C’est au moyen d’un système de doubles de Lee Gordon dans le roman qu’il trace correspondances et dissonances entre les individus. Lester Mc Kinley est un double vieilli et plus amer encore, de Gordon. Mentalement perturbé, il est obsédé par le désir de tuer un homme blanc. Mais sa compréhension des mécanismes psychologiques lui permet de mettre en place des stratégies d’évitement. De Luther Mc Gregor, un autre double, le racisme a fait le débrouillard amoral des Signifying Monkey[5] ; qui parle, trahit, manipule et passe à l’acte s’il croit qu’il peut échapper à la punition.

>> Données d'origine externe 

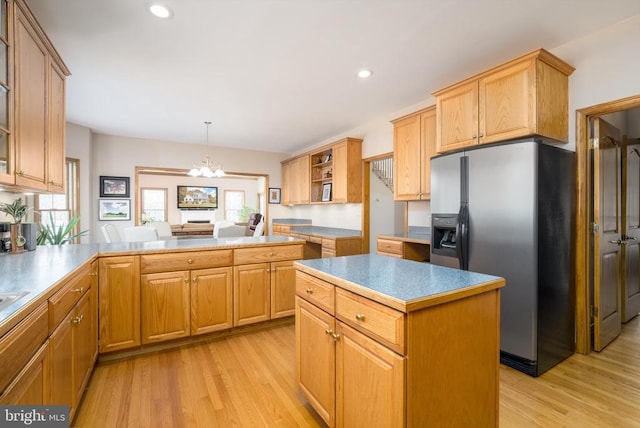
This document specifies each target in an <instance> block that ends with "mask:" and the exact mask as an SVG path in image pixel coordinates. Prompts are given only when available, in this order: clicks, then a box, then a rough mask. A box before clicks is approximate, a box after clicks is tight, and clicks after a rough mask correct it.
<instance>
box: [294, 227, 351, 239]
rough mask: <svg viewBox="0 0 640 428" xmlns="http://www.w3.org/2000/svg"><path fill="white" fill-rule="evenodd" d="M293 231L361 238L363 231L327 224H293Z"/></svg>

Lee Gordon vit comme ses doubles dans le champ magnétique de la catastrophe et de l’arbitraire. Il l’a croisé plusieurs fois ; renvoyé de son école, renvoyé de sa ville, orphelin de père d’un meurtre raciste. Ces injustices lui ont donné le terrifiant sentiment de la précarité de son existence d’homme noir dans le monde blanc :
« Cette aventure et ses conséquences pesèrent lourdement sur son développement mental. A force de les ressasser, il en conclut que sa culpabilité ou son innocence dépendaient uniquement de la fantaisie des blancs. Dès lors il se sentit menacé à tout instant par un désastre, et la proximité d’un blanc l’épouvanta. »
« Horace R. Clayton sociologue de l’école de Chicago et co-auteur de l’étude qui fit date sur les quartiers Sud de Chicago, Black Metropolis (1945), publia « A Psychological Approach to Race Relations » en 1946. Cet essai tente d’expliquer comment la peur, « sur laquelle l’intégralité du système de contrôle social dans le sud » est basée, et telle qu’elle est consolidée par les lynchages à travers l’espace et le temps, « modèle en profondeur les personnalités » des habitants noirs des villes du Nord qui n’ont probablement jamais vécu en direct la terreur frontale du Sud. »[6]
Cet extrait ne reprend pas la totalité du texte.